Re: OT Bull-fight avoidance

From: Marshall <marshall.spight_at_gmail.com>
Date: 29 May 2006 09:52:24 -0700
Message-ID: <1148921543.941589.171440_at_38g2000cwa.googlegroups.com>


Bob Badour wrote:
> Alfredo Novoa wrote:
> > Keith wrote:
> >
> >>The performance advantages of size constraints is
> >>fundamental.
> >
> > Only with lazy implementations.
>
> Alfredo, the performance advantages of size constraints are fundamental
> regardless--as are the performance disadvantages.

It seems to me that the integrity-enforcement value of a max length well exceeds the performance value.

The performance value doesn't seem so great to me. The one circumstance in which it would seem more than trivial would be where the dbms could store a varchar inline with the rest of the fields, vs. in a separate heap. (But I know virtually nothing about database internals, so I could be way off.) That seems like it would be a significant win.
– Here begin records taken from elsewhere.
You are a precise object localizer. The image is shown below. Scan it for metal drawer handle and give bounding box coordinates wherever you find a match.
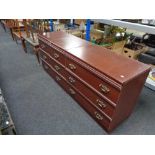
[54,65,61,71]
[43,55,47,60]
[69,64,76,70]
[54,53,59,59]
[95,111,103,120]
[68,77,75,83]
[99,84,110,93]
[44,65,49,69]
[56,76,61,81]
[40,44,45,48]
[96,99,107,108]
[69,88,76,95]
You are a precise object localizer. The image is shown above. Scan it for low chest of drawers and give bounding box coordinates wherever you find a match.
[38,32,150,132]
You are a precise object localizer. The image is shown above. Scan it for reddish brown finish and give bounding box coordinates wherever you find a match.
[40,42,65,66]
[66,56,119,103]
[66,72,114,120]
[39,32,150,132]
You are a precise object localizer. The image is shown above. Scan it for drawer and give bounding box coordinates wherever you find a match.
[42,62,68,90]
[67,85,110,130]
[40,51,65,77]
[66,72,115,119]
[40,41,65,65]
[42,61,110,130]
[66,58,120,103]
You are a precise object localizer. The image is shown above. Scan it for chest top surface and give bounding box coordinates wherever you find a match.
[40,32,150,83]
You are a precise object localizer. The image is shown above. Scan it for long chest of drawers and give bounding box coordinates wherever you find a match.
[38,32,150,132]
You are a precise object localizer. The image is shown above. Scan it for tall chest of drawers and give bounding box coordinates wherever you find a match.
[38,32,150,132]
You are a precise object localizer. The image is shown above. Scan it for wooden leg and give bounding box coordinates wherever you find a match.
[21,38,27,53]
[33,47,40,64]
[13,34,18,44]
[10,28,15,40]
[1,22,6,32]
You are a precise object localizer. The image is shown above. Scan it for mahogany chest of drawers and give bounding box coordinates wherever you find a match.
[38,32,150,132]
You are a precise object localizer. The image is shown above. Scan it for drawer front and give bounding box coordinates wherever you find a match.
[42,61,110,130]
[67,86,110,130]
[66,72,115,119]
[40,52,65,77]
[42,62,67,90]
[40,41,65,65]
[66,58,120,103]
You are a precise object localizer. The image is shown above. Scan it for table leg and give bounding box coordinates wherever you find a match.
[21,38,27,53]
[10,28,15,40]
[33,47,40,64]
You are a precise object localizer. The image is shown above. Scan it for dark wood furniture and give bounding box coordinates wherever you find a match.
[38,32,150,132]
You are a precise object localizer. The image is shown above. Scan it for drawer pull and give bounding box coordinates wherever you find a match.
[40,44,45,48]
[96,99,107,108]
[44,65,49,69]
[54,53,59,59]
[55,76,61,81]
[99,84,110,93]
[69,64,76,70]
[68,77,75,83]
[69,88,76,95]
[43,55,47,60]
[54,65,61,71]
[95,111,103,120]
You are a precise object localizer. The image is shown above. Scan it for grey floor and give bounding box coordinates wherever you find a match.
[0,27,155,135]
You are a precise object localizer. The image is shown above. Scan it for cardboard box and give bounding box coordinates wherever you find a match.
[74,19,86,25]
[111,40,126,55]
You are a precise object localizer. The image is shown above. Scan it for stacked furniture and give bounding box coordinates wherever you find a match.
[38,32,150,132]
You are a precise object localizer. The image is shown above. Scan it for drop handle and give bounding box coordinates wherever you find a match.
[43,55,47,60]
[53,53,59,59]
[69,64,76,70]
[44,65,48,69]
[68,77,75,83]
[40,44,45,48]
[54,65,61,71]
[96,99,107,109]
[99,84,110,93]
[95,111,103,120]
[69,88,76,95]
[55,76,61,81]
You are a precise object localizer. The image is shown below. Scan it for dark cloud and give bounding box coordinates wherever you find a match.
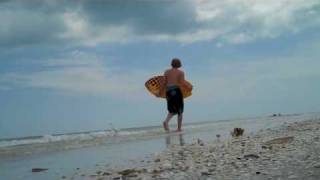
[82,0,196,34]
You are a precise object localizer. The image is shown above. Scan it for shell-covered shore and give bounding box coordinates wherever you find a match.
[87,119,320,180]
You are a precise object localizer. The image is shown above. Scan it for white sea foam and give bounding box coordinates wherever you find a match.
[0,113,319,150]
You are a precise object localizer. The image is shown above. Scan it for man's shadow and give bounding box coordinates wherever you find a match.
[166,133,185,147]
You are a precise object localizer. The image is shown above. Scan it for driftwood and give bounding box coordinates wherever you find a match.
[231,128,244,137]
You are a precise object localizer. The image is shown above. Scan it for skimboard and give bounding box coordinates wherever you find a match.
[145,76,192,98]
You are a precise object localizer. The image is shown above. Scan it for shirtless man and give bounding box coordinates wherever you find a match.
[163,58,192,132]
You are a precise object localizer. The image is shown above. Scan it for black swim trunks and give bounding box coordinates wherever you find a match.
[166,86,183,114]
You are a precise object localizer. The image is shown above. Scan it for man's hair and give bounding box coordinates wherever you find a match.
[171,58,182,68]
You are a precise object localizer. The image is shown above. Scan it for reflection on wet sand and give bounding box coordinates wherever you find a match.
[166,133,185,147]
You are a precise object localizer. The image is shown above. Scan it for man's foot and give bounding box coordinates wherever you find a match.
[162,122,169,132]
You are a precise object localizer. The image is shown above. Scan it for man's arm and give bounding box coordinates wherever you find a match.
[180,71,193,90]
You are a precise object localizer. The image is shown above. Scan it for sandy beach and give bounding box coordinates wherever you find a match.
[84,116,320,180]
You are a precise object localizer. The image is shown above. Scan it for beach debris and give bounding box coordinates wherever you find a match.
[313,163,320,168]
[197,139,204,146]
[31,168,48,172]
[118,169,141,176]
[231,128,244,137]
[263,136,294,145]
[243,154,259,159]
[102,172,112,176]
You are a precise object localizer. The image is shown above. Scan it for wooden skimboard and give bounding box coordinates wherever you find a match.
[145,76,192,98]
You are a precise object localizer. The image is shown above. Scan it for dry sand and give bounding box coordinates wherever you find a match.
[75,119,320,180]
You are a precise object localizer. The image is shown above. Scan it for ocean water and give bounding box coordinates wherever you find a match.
[0,113,320,180]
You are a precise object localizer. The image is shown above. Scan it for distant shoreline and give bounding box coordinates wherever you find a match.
[81,118,320,179]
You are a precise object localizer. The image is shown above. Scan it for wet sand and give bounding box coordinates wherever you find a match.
[85,118,320,180]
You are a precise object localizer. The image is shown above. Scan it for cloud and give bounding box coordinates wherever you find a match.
[1,51,152,98]
[192,50,320,102]
[0,0,320,47]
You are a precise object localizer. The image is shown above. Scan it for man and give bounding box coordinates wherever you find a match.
[163,58,192,132]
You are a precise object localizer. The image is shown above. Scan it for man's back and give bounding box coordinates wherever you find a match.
[164,68,184,86]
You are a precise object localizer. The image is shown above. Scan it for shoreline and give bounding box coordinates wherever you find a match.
[83,118,320,180]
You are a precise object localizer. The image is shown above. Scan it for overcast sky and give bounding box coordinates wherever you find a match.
[0,0,320,138]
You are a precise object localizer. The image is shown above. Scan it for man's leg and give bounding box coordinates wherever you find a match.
[163,113,173,131]
[177,113,183,131]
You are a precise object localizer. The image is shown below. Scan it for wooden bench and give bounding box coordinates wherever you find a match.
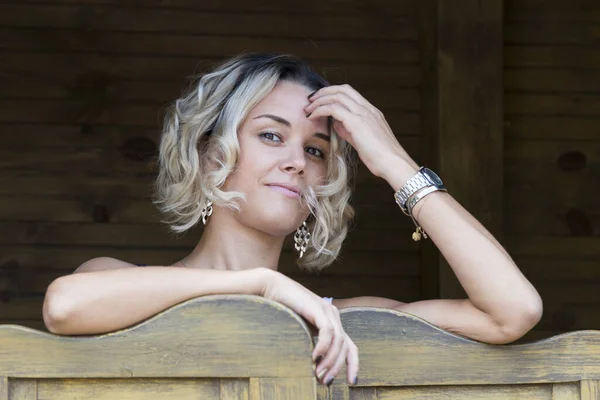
[0,295,600,400]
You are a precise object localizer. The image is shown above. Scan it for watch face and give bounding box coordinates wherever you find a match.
[422,168,444,186]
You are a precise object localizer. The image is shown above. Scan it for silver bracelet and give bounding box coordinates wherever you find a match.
[406,186,447,242]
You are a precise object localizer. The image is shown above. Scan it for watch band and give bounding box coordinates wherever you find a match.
[406,186,448,215]
[394,167,433,215]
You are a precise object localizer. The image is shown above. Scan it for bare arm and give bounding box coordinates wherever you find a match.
[43,257,275,335]
[334,184,543,344]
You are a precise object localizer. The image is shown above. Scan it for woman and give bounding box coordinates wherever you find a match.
[44,54,542,384]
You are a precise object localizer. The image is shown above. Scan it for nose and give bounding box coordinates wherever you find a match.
[281,145,306,175]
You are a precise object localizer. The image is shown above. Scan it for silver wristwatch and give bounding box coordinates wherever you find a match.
[394,167,446,215]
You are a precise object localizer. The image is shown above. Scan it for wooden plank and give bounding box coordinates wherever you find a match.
[504,235,600,258]
[0,73,421,111]
[346,387,381,400]
[0,376,9,400]
[0,4,416,40]
[0,53,421,87]
[505,92,600,117]
[0,28,419,64]
[0,245,419,279]
[504,68,600,92]
[581,379,600,400]
[504,206,600,237]
[377,385,551,400]
[505,115,600,142]
[5,0,416,15]
[436,0,504,298]
[504,0,600,22]
[418,0,440,298]
[341,308,600,386]
[552,382,581,400]
[504,45,600,69]
[504,21,600,47]
[250,377,317,400]
[219,379,250,400]
[0,100,414,133]
[38,379,219,400]
[0,295,315,376]
[513,256,600,285]
[10,379,38,400]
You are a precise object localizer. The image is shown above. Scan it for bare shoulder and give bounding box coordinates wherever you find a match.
[73,257,138,274]
[332,296,406,310]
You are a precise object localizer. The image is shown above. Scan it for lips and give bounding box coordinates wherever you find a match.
[267,183,300,198]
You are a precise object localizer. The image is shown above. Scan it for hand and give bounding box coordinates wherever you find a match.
[263,272,358,385]
[305,85,418,186]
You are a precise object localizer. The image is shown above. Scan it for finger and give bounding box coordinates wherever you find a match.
[305,93,364,114]
[310,83,371,107]
[306,103,357,129]
[312,318,334,367]
[346,338,359,385]
[323,334,348,385]
[316,306,345,382]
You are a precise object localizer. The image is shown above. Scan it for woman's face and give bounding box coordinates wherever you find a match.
[224,82,329,236]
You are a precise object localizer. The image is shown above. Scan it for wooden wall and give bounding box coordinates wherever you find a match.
[504,0,600,338]
[0,0,421,328]
[0,0,600,339]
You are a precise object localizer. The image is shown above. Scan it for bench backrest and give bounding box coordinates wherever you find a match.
[0,295,600,400]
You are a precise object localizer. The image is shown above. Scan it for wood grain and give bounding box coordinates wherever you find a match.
[0,295,314,378]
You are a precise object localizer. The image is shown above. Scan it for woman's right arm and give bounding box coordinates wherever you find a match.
[43,257,358,384]
[43,257,276,335]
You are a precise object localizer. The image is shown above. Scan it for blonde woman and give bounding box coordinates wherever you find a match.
[43,54,542,384]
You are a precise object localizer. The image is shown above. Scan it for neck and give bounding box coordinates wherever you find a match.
[184,207,284,270]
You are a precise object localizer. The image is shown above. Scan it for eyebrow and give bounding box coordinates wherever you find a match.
[253,114,331,142]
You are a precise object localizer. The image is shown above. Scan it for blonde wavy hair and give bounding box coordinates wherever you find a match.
[152,53,356,272]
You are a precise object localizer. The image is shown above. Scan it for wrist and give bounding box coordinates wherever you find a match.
[252,267,281,297]
[381,157,419,192]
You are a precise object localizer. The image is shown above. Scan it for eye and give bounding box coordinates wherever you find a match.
[259,132,281,142]
[306,147,325,158]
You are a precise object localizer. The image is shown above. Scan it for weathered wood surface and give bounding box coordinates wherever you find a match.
[0,295,313,378]
[0,295,600,400]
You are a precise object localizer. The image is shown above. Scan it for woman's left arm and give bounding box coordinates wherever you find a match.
[306,85,542,343]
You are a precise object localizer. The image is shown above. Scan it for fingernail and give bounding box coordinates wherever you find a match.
[317,368,327,379]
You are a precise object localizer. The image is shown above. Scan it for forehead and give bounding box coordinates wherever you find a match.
[248,82,327,132]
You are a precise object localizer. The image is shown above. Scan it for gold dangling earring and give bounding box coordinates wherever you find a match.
[202,200,212,225]
[294,221,310,258]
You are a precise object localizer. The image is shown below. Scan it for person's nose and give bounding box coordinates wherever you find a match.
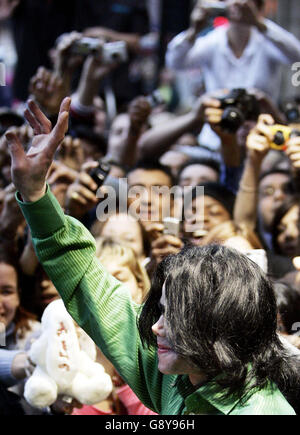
[273,188,285,202]
[285,225,299,240]
[152,315,166,337]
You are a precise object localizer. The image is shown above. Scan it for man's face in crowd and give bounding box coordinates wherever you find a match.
[184,195,231,245]
[179,163,219,187]
[128,169,172,222]
[101,213,144,258]
[258,173,292,231]
[152,285,203,383]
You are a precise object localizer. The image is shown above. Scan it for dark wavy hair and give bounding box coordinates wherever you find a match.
[138,245,300,406]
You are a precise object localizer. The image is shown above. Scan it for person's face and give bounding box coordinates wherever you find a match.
[0,263,20,327]
[108,113,130,151]
[128,169,172,223]
[185,195,231,245]
[152,285,203,383]
[179,164,219,187]
[277,205,299,258]
[160,150,189,177]
[105,258,143,304]
[101,214,144,258]
[258,173,292,230]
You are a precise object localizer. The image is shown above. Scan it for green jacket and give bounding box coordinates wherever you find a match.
[17,189,295,415]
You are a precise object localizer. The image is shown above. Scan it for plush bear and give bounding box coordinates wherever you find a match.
[24,299,112,408]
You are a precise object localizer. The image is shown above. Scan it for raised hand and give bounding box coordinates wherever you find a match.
[5,98,71,202]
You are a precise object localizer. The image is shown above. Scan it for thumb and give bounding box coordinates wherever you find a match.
[5,130,26,163]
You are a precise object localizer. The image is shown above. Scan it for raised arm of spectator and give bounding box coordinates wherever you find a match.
[234,115,274,230]
[105,97,151,167]
[237,0,300,64]
[138,96,206,162]
[166,0,214,71]
[6,99,163,412]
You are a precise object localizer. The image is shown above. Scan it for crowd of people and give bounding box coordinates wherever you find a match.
[0,0,300,415]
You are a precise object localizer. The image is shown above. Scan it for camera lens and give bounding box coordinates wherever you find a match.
[221,107,245,133]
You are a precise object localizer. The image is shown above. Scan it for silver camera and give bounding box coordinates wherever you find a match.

But at least some DBMSs have separate varchar types for 2^8 chars, 2^16, 2^24, and 2^32. I don't see much of a win in doing so. The one advantage I can imagine for this would be being able to use smaller pointers/offsets, which would then use less storage. But I don't see where a dbms would need to be storing pointers/offsets into a varchar, so wtf? And if we are talking about the implementation of library code for functions on varchars, I'd expect them all to use 32 bit pointers for traversing the attribute value, regardless of the max size of the type.

Another, unrelated point that hasn't been mentioned so far (although I might have missed it; thread fatigue setting in...) is that in fact, a variety of non-mandatory performance tuning options is an indicator of technical *maturity* of a product, and we might well ask why another product or family of products *didn't* have such.